Interestingly, outside of pregnancy, disgust-based prejudice appears to be largely a product of our own making. When we try on clothing in a department store, it's no secret that it's likely someone has done the same thing before us. But research from the University of Alberta shows that when test subjects have watched or been told about someone wearing an item of clothing before them, they are much less inclined to try on the item. "I think this research shows that shoppers display irrational behaviors," says University of Alberta's Professor Jennifer Argo. "We come into contact with objects that other people have touched all the time, but I guess we never outgrow the simple notion of cooties, especially when we are reminded of them."

Less trivially, disgust is sometimes aligned with what might be believed to be an innate moral code. In this respect, legal and social taboos - from homosexuality and necrophilia, to human cloning - are enforced as a result of society's varying degrees of disgust toward them. Like Haidt, American philosopher Martha Nussbaum, in her book entitled Hiding From Humanity: Disgust, Shame, And The Law, is fascinated as to why such an archaic emotion like disgust holds such sway over us.

Intolerance and prejudice derived from disgust can be used as both an offensive and defensive tool, according to Nussbaum, who cites an eyebrow-raising, though not isolated, case that appeared before a US court some time ago. The case involved a man who shot and killed one woman and injured another after he saw them making love in the woods.

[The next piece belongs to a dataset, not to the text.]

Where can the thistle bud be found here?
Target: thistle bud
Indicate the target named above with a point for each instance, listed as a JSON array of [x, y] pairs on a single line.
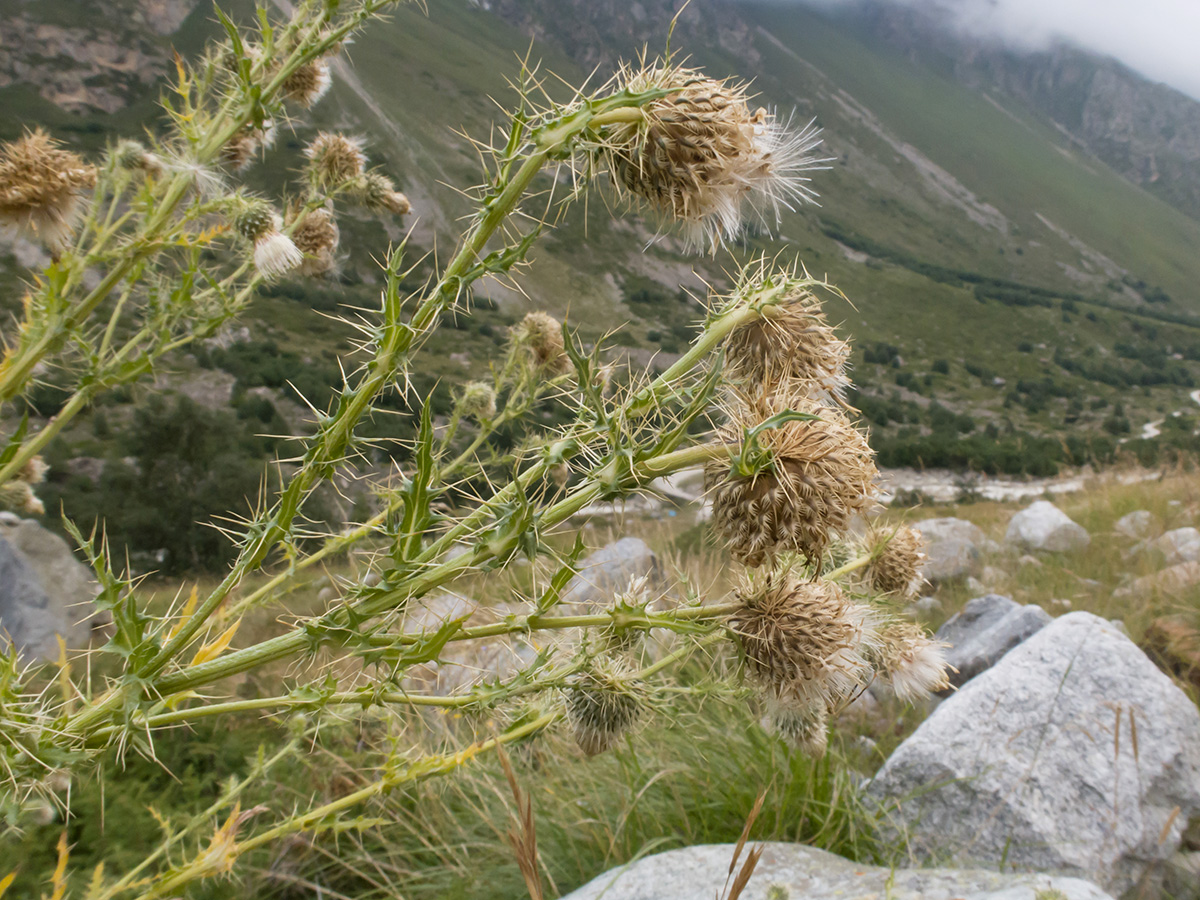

When his case came to trial his defense was that he found the lesbian act disgusting, and drove him to murder. Nussbaum says that many laws are based on disgust, and it is common for judges to link obscenity laws directly to levels of disgust felt by the "community at large". Nussbaum adds that while the offender using disgust as his defense for shooting two women did not succeed, and was convicted of first-degree murder, "other offenders have succeeded in winning mitigation with a similar defense."

Nussbaum suggests that disgust, unlike other emotions that play a role in the law, should be treated with some skepticism. "That skepticism should grow greatly as we see how disgust has been used throughout history to exclude and marginalize groups or people who come to embody the dominant group's fear and loathing of its own animality and mortality," she says.

From pregnancy and shopping, to racism and the making of societal law, disgust seems to play a central role. Instinctively, it seems obvious that we should be equipped with a defense mechanism against dangerous objects and people, but with a little rational thought the issue of disgust becomes decidedly murky.